Ya lo creo que había de tener, eran las doce de la noche, y había rehusado un asiento en la mesa, al lado del doctor Vélez Sarsfield, porque en casa me esperaban.

Sí, contesté resueltamente.

Pues voy a hacer que te traigan un platito de arroz con leche.

La operación, como calcularan ustedes, se repite unas siete veces.

(…) Bueno, sobrino, vaya no más, y acabe de leer eso en su casa, agregando en voz más alta: Manuelita, Lucio se va.

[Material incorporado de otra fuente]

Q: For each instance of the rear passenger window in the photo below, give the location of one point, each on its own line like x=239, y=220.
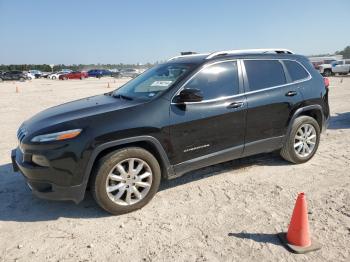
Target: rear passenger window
x=295, y=70
x=264, y=74
x=218, y=80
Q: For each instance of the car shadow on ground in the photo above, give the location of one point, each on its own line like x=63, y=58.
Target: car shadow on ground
x=258, y=237
x=18, y=204
x=340, y=121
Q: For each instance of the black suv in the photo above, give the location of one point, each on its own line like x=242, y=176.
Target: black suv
x=12, y=75
x=191, y=112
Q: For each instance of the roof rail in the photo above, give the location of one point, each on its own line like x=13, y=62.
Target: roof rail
x=190, y=55
x=253, y=51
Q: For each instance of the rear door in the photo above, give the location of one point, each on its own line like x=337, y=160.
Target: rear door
x=215, y=124
x=270, y=100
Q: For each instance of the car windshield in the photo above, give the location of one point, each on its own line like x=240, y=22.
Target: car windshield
x=153, y=82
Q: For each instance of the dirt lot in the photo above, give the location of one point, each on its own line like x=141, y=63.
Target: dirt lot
x=228, y=212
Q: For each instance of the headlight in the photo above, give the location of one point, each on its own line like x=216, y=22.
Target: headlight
x=57, y=136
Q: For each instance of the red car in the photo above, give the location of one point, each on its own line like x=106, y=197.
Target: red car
x=74, y=75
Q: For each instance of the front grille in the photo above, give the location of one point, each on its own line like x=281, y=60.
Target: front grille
x=21, y=133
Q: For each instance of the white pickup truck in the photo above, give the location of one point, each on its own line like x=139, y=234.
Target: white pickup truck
x=329, y=68
x=341, y=67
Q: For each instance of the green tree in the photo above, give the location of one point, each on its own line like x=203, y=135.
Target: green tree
x=345, y=53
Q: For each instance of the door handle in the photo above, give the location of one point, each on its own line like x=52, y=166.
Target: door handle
x=291, y=93
x=235, y=105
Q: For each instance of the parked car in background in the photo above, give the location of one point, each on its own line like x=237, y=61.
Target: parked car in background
x=29, y=76
x=115, y=73
x=13, y=75
x=341, y=67
x=56, y=75
x=45, y=74
x=66, y=70
x=36, y=73
x=129, y=72
x=73, y=75
x=99, y=73
x=325, y=68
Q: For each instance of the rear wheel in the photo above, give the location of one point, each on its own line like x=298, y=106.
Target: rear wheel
x=125, y=180
x=302, y=141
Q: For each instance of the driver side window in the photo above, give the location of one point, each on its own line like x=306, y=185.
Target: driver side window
x=217, y=80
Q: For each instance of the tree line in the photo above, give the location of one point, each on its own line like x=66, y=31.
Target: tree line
x=74, y=67
x=345, y=52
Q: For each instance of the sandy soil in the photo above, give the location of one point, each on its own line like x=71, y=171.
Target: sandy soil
x=227, y=212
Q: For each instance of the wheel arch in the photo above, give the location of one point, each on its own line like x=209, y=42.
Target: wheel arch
x=314, y=111
x=148, y=143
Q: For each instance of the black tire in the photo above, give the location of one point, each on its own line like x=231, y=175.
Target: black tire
x=327, y=72
x=103, y=168
x=288, y=151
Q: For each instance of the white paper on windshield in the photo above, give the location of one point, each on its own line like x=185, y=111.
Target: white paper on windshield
x=161, y=83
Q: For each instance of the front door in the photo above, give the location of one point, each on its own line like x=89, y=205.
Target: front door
x=213, y=125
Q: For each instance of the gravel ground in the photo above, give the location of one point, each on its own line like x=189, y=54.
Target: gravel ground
x=227, y=212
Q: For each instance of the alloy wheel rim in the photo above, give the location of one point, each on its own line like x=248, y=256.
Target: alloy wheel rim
x=305, y=140
x=129, y=181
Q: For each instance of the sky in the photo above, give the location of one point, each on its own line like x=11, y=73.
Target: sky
x=101, y=31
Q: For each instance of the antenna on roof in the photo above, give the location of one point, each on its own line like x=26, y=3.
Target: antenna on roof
x=250, y=51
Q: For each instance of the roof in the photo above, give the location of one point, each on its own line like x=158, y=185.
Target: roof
x=245, y=53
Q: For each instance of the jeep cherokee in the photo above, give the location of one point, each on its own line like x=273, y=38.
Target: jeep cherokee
x=190, y=112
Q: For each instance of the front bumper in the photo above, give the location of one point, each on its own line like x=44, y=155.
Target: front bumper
x=45, y=188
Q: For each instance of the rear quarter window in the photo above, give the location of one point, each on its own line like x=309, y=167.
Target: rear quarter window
x=264, y=74
x=295, y=70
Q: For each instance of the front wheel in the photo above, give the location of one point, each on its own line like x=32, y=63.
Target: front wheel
x=327, y=72
x=125, y=180
x=302, y=142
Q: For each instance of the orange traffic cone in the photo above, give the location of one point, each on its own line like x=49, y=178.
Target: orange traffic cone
x=297, y=238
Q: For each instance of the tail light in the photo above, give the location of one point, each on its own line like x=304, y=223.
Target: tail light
x=326, y=81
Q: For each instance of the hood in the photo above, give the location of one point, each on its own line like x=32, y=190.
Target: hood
x=76, y=110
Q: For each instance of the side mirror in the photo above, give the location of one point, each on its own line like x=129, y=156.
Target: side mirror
x=189, y=95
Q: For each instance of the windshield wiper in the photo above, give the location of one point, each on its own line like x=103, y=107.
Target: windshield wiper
x=123, y=97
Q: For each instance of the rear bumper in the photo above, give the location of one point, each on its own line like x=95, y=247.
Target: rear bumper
x=45, y=188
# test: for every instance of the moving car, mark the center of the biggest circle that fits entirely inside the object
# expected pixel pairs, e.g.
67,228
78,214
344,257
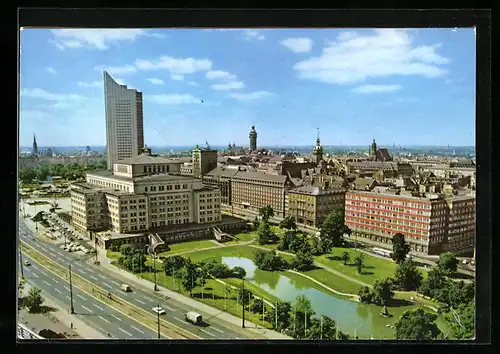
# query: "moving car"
193,317
159,310
126,287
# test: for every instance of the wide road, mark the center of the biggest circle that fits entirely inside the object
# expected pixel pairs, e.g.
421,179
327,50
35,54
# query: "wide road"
145,299
88,309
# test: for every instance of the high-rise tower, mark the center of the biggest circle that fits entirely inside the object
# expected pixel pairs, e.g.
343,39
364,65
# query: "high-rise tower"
318,151
35,146
253,139
124,121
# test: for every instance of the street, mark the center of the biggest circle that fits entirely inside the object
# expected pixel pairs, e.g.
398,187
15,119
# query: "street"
84,267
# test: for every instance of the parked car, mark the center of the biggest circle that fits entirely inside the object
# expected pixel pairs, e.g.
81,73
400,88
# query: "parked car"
159,310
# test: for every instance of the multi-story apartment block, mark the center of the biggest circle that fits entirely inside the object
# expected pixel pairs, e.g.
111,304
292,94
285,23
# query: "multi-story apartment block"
124,121
254,190
310,205
425,221
220,177
140,195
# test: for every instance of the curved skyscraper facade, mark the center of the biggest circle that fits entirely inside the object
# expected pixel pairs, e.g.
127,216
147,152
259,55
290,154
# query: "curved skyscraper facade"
124,121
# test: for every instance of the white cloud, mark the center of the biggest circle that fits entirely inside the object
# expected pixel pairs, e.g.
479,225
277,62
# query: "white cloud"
51,70
91,84
173,99
96,38
253,34
218,74
251,96
117,70
354,58
298,45
377,88
156,81
45,95
232,85
177,77
175,65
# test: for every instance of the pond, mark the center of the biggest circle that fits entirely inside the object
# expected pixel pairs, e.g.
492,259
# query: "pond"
351,317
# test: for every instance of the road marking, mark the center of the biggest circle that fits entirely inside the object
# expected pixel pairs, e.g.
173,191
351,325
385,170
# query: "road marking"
213,335
89,310
124,331
216,329
118,318
137,329
105,320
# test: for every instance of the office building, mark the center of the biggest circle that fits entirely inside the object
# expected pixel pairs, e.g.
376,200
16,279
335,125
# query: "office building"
124,121
310,205
431,224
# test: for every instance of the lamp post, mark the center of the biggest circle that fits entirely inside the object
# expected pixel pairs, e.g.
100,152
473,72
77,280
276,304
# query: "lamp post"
72,309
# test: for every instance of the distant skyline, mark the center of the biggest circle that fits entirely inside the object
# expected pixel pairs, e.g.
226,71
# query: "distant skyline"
408,87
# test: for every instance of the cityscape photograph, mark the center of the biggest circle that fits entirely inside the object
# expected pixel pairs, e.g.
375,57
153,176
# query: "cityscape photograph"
232,184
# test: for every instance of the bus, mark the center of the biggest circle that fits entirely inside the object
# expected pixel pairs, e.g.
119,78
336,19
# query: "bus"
382,252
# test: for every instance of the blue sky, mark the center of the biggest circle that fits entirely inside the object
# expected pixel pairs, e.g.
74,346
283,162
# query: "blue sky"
414,86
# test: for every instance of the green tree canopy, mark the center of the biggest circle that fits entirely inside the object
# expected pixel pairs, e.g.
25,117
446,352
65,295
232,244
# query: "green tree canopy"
448,263
266,213
417,325
399,248
288,223
34,300
406,276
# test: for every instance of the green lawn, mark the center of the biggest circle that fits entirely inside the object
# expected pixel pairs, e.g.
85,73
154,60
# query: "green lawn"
188,246
329,279
374,267
214,294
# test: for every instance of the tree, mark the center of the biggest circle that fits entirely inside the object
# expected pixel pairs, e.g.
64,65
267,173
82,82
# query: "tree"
366,295
239,272
448,263
333,228
244,296
358,261
417,325
407,277
190,276
345,257
303,261
288,223
266,213
462,321
266,236
323,328
434,282
34,300
282,311
400,248
382,291
173,264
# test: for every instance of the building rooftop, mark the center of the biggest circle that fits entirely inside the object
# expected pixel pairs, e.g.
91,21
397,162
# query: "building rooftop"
261,176
310,190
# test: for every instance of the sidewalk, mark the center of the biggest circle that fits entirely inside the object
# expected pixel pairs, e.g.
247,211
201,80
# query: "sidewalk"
211,311
58,321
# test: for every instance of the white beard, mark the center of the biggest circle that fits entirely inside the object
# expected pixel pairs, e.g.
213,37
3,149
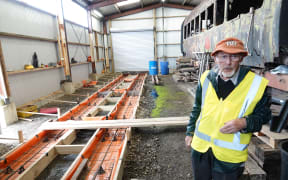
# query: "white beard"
228,75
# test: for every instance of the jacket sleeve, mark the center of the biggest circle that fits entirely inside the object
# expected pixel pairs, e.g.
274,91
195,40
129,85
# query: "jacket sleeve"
195,111
261,115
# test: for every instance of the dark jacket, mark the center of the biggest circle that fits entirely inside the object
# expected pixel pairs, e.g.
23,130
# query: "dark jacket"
260,115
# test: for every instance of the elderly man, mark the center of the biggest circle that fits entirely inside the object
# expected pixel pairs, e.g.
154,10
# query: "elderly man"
230,104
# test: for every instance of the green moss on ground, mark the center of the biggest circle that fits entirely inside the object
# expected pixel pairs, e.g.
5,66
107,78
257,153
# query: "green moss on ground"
165,100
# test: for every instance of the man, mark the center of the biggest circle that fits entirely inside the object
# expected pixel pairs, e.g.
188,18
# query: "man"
230,104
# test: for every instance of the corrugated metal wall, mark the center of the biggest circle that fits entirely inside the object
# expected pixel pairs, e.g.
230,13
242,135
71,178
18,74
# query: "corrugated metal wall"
168,30
21,19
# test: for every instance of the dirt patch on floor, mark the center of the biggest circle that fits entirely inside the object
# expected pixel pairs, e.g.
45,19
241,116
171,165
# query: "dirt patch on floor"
160,153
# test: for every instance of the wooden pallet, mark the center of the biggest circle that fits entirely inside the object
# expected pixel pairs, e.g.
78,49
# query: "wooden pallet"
271,138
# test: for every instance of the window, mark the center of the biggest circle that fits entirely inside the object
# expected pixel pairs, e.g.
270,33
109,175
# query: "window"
185,30
188,30
192,27
237,7
202,21
197,24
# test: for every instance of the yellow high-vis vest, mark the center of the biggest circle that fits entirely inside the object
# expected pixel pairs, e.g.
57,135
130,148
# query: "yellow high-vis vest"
215,112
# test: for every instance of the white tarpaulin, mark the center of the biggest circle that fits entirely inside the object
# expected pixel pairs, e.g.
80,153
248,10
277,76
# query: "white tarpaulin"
132,49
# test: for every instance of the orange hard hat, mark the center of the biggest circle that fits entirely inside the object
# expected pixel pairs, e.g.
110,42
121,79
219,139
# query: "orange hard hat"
230,45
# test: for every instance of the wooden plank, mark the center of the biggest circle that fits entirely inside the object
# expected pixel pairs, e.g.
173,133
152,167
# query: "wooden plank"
271,138
55,100
111,45
44,114
69,149
79,169
25,119
33,70
253,171
68,137
38,166
153,122
20,136
120,165
4,88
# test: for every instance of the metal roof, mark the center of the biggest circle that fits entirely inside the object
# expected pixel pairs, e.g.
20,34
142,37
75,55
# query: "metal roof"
110,7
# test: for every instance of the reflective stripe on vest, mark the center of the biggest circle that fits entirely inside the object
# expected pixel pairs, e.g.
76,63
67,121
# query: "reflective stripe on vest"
235,145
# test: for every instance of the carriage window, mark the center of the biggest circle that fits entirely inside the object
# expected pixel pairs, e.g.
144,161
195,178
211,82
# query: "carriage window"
210,16
197,24
237,7
188,30
192,27
220,12
185,30
202,26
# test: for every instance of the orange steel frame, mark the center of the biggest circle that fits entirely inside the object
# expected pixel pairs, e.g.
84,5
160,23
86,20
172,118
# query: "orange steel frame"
103,150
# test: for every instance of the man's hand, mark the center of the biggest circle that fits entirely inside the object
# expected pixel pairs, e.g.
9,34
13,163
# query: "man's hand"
188,140
233,126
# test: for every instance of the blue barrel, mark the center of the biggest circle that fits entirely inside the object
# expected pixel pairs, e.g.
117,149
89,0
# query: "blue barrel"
164,67
153,67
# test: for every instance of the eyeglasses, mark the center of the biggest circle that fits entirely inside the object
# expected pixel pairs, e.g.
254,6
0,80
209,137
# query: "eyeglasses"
225,57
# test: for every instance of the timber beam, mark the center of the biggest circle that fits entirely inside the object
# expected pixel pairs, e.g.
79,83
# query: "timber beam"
152,122
154,6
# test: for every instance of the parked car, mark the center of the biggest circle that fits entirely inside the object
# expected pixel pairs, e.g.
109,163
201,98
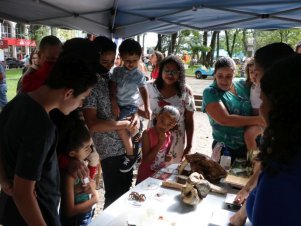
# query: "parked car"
203,72
13,63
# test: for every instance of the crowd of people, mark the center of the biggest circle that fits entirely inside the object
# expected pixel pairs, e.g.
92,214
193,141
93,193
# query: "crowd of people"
78,112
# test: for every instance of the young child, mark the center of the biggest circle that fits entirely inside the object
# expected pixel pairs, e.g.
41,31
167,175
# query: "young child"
156,143
76,206
127,82
252,132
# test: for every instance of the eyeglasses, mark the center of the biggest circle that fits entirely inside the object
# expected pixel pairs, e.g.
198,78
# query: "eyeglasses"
172,73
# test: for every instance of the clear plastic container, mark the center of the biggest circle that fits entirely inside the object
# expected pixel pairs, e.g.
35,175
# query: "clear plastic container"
226,159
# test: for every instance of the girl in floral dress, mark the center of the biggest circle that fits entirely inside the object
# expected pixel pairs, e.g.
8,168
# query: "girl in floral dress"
170,89
156,143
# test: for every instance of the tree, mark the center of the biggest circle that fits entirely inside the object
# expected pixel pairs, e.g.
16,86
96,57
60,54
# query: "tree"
37,32
230,46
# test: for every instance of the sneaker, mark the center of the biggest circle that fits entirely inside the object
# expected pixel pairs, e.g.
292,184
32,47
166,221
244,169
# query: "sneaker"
128,164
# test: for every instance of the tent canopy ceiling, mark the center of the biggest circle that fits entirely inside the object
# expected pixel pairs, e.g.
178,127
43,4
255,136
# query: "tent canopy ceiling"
124,18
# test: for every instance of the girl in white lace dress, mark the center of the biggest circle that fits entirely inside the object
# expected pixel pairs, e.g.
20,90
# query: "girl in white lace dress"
170,89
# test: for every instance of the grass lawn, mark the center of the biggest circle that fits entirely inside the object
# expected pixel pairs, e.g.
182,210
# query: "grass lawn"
12,78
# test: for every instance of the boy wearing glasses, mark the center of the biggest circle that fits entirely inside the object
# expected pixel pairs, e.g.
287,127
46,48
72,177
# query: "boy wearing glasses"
127,85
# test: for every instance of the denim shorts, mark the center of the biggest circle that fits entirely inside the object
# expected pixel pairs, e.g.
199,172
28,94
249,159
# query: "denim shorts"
127,111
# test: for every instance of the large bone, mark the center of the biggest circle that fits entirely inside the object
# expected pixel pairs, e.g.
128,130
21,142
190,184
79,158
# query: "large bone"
178,186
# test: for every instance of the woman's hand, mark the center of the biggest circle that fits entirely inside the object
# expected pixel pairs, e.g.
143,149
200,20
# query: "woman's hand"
168,157
185,152
242,195
162,137
147,113
115,109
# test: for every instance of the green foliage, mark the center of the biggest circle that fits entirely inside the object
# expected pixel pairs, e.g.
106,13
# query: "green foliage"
37,32
289,36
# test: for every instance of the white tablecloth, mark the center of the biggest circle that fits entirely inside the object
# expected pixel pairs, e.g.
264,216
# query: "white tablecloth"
164,207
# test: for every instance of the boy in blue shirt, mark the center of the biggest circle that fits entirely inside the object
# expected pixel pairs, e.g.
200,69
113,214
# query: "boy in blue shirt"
127,84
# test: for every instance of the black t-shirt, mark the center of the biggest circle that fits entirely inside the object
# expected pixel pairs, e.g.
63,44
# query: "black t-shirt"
28,142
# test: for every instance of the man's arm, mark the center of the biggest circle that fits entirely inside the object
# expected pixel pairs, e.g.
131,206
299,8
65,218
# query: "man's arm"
113,91
98,125
26,202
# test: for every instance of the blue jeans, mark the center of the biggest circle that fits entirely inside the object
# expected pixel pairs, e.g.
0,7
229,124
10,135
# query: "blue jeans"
3,98
82,219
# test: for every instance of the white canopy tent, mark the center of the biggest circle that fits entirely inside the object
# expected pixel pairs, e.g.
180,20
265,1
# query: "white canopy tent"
124,18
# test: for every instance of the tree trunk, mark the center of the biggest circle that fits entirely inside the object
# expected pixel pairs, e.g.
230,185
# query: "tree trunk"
230,48
205,41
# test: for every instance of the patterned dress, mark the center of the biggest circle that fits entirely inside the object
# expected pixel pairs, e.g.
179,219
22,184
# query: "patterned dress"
107,144
186,102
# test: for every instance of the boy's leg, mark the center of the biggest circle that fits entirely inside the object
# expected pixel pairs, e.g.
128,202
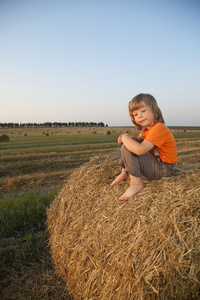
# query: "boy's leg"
146,165
121,177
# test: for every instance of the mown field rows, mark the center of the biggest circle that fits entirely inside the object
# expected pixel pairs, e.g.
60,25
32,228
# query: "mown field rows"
33,169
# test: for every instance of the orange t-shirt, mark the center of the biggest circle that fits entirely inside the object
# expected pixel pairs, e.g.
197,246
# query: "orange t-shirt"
163,140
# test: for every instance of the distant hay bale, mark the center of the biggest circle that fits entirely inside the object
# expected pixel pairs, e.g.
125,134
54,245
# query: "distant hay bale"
108,132
4,138
143,248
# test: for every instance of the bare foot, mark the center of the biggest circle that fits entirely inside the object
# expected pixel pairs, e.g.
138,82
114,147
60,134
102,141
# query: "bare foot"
122,176
131,191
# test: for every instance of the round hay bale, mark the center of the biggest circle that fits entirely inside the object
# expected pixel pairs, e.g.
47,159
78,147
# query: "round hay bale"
4,138
108,132
143,248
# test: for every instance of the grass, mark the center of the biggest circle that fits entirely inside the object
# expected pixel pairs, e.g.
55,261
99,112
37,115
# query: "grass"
33,169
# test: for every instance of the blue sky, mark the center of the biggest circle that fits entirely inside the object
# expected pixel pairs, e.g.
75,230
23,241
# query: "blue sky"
83,61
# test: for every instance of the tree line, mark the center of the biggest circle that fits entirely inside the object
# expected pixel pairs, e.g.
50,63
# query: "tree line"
52,124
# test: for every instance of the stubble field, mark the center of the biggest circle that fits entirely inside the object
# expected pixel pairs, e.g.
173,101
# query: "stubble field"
34,166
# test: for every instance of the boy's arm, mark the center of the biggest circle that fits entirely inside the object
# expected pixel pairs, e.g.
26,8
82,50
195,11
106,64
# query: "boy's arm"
134,146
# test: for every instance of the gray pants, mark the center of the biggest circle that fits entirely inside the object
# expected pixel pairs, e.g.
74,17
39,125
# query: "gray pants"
147,165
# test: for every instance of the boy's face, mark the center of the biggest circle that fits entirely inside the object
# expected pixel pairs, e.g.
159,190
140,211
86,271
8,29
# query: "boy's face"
143,116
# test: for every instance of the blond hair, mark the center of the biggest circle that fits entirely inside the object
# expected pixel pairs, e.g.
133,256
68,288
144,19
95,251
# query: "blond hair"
147,99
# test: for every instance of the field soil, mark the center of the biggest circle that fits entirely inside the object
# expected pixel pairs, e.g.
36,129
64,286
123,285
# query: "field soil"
35,164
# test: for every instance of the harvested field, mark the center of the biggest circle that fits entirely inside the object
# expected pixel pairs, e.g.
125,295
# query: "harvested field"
35,168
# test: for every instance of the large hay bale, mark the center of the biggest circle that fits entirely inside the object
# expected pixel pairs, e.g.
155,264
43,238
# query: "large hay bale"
108,132
4,138
143,248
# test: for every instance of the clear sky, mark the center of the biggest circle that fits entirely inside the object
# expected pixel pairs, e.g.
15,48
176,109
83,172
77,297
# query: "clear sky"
84,60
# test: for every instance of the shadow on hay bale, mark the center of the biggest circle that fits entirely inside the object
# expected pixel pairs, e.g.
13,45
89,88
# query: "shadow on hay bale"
144,248
4,138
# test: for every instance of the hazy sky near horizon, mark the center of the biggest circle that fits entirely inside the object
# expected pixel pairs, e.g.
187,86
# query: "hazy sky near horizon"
83,61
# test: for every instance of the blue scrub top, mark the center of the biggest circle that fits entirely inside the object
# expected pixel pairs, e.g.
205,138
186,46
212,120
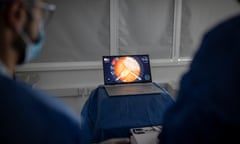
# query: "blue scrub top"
29,116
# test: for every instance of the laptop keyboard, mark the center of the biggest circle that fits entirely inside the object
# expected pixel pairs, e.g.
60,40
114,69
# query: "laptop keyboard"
132,89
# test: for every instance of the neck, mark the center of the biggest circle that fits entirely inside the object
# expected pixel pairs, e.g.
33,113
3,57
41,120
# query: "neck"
8,56
8,62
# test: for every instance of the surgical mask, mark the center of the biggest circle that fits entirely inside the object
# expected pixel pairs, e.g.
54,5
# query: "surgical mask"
33,48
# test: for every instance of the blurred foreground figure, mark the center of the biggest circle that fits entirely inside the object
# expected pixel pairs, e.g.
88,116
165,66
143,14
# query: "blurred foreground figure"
28,116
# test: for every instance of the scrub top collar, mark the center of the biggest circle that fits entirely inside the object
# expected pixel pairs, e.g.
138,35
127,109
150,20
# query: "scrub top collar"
4,71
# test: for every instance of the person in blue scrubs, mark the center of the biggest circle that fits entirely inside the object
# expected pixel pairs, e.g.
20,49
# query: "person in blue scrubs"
27,115
207,109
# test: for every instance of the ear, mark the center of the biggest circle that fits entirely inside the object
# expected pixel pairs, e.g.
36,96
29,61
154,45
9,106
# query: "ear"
17,15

Manuelita se presentó, me miró con una cara que decía afectuosamente “Dios nos dé paciencia”, y me acompañó hasta el corredor, que quedaba del lado del palenque, donde estaba mi caballo.

Eran las tres de la mañana.

Hasta aquí Mansilla y su paso por el restaurante del Restaurador. Se recomienda la lectura integra de esta obra que trasciende la mera linealidad de su anécdota y que circula en diversos formatos, como el manipulado hoy en esta librería de segunda mano. Aventuré al comienzo una explicación sobre los propósitos de Mansilla al redactar su memoria culinaria. Queda pendiente, sin embargo, indagar acerca de los motivos del verdadero protagonista de la pieza. ¿Cuál era, en definitiva, el mensaje que Rosas había querido inscribir en su misiva gastronómica?

Es entonces cuando el peso de la revelación me golpea con fuerza. Me aferro a una batea polvorienta para no caer al suelo. ¡Acabo de encontrar la clave oculta de “Los siete platos de arroz con leche”! Como en La Carta Robada de E. A. Poe, se trata de un recurso de una simplicidad demoledora; aunque el asunto termina por parecer lógico si nos atenemos al personalismo de un líder que confiaba todo al poder de su nombre.

Anoten: alcanza con repetir la palabra “arroz” siete veces sin respirar.